Colonie
Observatoire astronomique de la Côte d’Azur
Leur croissance fut lente, suffisamment longue pour passer inaperçue. La ceinture de satellites transmettait les prises de vues vers les opérateurs sur la Terre, installés derrière leur pupitre. Vues de l’espace, ces étranges constructions n’éveillèrent pas leur curiosité, non seulement parce que vues d’en haut, elles ne ressemblaient nullement à des constructions mais aussi, le phénomène avait pris naissance depuis déjà plusieurs années. Jour après jour, leur croissance molle fit oublier qu’initialement, n’existait rien d’autre à cet endroit que l’identique paysage alentour : la caillasse et l’herbe roussie.
Un randonneur solitaire se perdit en chemin : c’est lui qui prit les photos au sol. Il ignorait totalement l’importance de sa découverte. Ce n’est qu’après plusieurs mois qu’il publia un cliché sur les réseaux sociaux. Mal lui en prit, le soir même, il recevait la visite d’un trio en uniforme et armé qui ne lui laissa d’autre alternative que de les suivre jusqu’à leur véhicule. Il fut longuement questionné mais n’eut le loisir de découvrir ni le lieu de l’interrogatoire ni les personnes dont les voix sortaient d’un écran de lumière vive.
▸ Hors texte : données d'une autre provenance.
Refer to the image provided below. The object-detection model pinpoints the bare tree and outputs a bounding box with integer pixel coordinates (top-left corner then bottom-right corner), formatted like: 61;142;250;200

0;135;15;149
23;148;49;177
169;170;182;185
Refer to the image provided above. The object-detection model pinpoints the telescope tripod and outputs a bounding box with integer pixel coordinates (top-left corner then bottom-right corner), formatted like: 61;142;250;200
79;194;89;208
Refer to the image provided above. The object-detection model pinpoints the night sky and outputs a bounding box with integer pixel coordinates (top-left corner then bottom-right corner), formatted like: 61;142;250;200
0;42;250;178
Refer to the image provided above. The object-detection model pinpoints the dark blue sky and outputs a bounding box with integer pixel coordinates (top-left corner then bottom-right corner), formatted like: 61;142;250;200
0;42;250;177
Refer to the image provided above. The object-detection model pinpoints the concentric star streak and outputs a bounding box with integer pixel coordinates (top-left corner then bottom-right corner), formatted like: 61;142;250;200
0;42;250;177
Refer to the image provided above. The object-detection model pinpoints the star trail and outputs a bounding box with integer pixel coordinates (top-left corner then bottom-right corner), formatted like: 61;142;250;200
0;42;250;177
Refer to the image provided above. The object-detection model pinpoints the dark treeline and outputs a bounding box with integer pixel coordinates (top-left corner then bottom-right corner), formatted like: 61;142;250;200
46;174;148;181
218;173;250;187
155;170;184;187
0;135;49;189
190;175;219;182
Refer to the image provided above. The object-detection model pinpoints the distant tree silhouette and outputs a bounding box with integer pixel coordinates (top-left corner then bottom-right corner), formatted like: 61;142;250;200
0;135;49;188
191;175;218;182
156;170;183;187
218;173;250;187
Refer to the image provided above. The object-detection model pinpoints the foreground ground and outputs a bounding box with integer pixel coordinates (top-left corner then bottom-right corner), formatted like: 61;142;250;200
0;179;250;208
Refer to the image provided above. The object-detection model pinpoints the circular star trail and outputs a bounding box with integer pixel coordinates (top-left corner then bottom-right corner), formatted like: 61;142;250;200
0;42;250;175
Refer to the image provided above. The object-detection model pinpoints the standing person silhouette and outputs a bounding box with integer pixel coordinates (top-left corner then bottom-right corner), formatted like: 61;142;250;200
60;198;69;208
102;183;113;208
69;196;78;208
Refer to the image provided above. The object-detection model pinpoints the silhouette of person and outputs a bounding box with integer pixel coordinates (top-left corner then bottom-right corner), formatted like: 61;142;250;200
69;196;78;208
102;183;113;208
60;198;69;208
Ce n’est qu’à partir de cette entrevue que les photos prises de l’espace furent comparées entre elles. Dans les bureaux des services secrets de l’armée, l’impact fut psychologiquement douloureusement ressenti. A partir de rien sur une période de trois ans et quatre mois, d’étranges constructions aux formes arrondies s’étaient formées sans que rien ne semble y avoir aidé de l’extérieur. Les premières photos montraient une simple excroissance qui ressemblait à un champignon blanc, une sorte de grosse vesse-de-loup. A partir de ces premières images, pas de quoi rameuter la communauté scientifique. A présent, différentes instances se disputaient le droit d’arriver en premier sur place : la recherche biologique en milieu exoplanétaire, la répression anti-cannabis en milieu fermé, un centre de théologie comparée, un bureau d’architectures strato-sphériques ; la liste était longue, hérissée de titres ronflants ou farfelus, souvent les deux. C’est l’armée qui s’y rendit en premier, enfin leurs dirigeants le croyaient avant de déposer leurs hélicoptères non loin des étranges bâtisses sphériques. Par un des mystères des services échangés via Internet, en l’absence de permis de bâtir, le Cadastre y avait délégué deux employés assermentés, avant tout le monde.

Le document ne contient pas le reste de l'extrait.